Quid du contrat de travail électronique?

La signature électronique est très encadrée. Rappel des points importants à surveiller. Attention, sujet complexe en Belgique où rien n’est jamais simple…

L’article 3bis inséré en 2007 dans la loi du 3 juillet 1978 prévoit que les contrats de travail peuvent être conclus électroniquement au lieu d’une signature manuscrite si les parties sont d’accord et des exigences très strictes sont remplies:

  1. Le contrat doit être signé avec une la carte d’identité eID belge, ou via une “autre” signature électronique avec les “mêmes garanties de sécurité”.
  2. Employeur et employé gardent un enregistrement électronique du contrat.
  3. Une copie du contrat est gardée par un “service d’archivage électronique” belge certifié eIDAS (loi du 21 juillet 2016). Gratuitement pour le salarié et pendant cinq ans après la fin du contrat.
  4. L’identité du service d’archivage et la procédure pour accéder aux documents (pendant et après l’emploi) sont repris dans le règlement de travail.

Des arrêtés pas encore en vigueur

L’article 3bis pose donc problème à la fois pour la signature et l’archivage. Pour la signature, les conditions de la signature “répondant aux mêmes garanties” que l’eID doivent être fixées par un arrêté royal qui n’est pas encore promulgué, ce qui réduit les possibilités de signer électroniquement un contrat autrement qu’avec l’eID.
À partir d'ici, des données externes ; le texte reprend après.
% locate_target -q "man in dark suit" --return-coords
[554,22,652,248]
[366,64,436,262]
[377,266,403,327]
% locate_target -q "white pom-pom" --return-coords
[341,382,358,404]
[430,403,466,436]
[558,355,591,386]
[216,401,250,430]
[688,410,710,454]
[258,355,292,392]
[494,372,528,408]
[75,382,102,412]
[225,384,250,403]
Certes, une loi du 18 janvier 2018 implémentant le règlement EU 910/2014 (dit “eiDAS”) modifie l’article 3bis de sorte que la signature manuscrite peut être remplacée par une signature électronique dite “qualifiée” au sens du règlement ou une autre signature électronique garantissant l’identité des parties, le consentement sur le contenu et l’intégrité du contrat. Mais cette version modifiée, bien plus flexible sur les conditions de la signature n’est pas encore en vigueur… Un particulier pourrait cependant invoquer l'”effet direct” du règlement eIDAS sans attendre le nouvel article 3bis.

Et l’archivage?

Pour l’archivage, il n’y a pas de fournisseur remplissant les conditions légales. Il est donc impossible d’archiver des contrats électroniques. En l’absence de sanction expresse, on pourrait défendre que le contrat de travail électronique est néanmoins valable. Vu ces incertitudes, une solution est d’utiliser une version numérisée du contrat de travail signée par les deux parties (par exemple en insérant une signature dans Word ou en signant chacun de son côté la copie) ou signée via une application comme Docusign ou de préférence l’un des fournisseurs eIDAS reconnus. On aura alors un document valant comme preuve ou début de preuve du contrat et de ses obligations. Sans oublier que l’article 1322 du code civil pourrait justifier la validité d’un tel contrat, ce qui va d’ailleurs dans le sens du règlement eiDAS qui prévoit qu’une signature électronique ne devrait pas être écartée d’office si elle ne remplit pas toutes les conditions fixées. Cela dit, pour un CDD (ou un travail défini) ou un contrat de travail à temps partiel, pour lesquels la loi exige un contrat écrit signé avant ou au plus tard au moment de l’entrée en service, le plus sûr reste un écrit avec une signature manuscrite. Idem pour un contrat d’interim, une convention de mise à disposition de personnel ou pour des lettres très formelles comme un licenciement pour motif grave. A nouveau, la Belgique échoue à appliquer la législation européenne et à offrir des solutions fiables. Ces failles législatives créent une insécurité juridique dont on se passerait bien en plein Covid.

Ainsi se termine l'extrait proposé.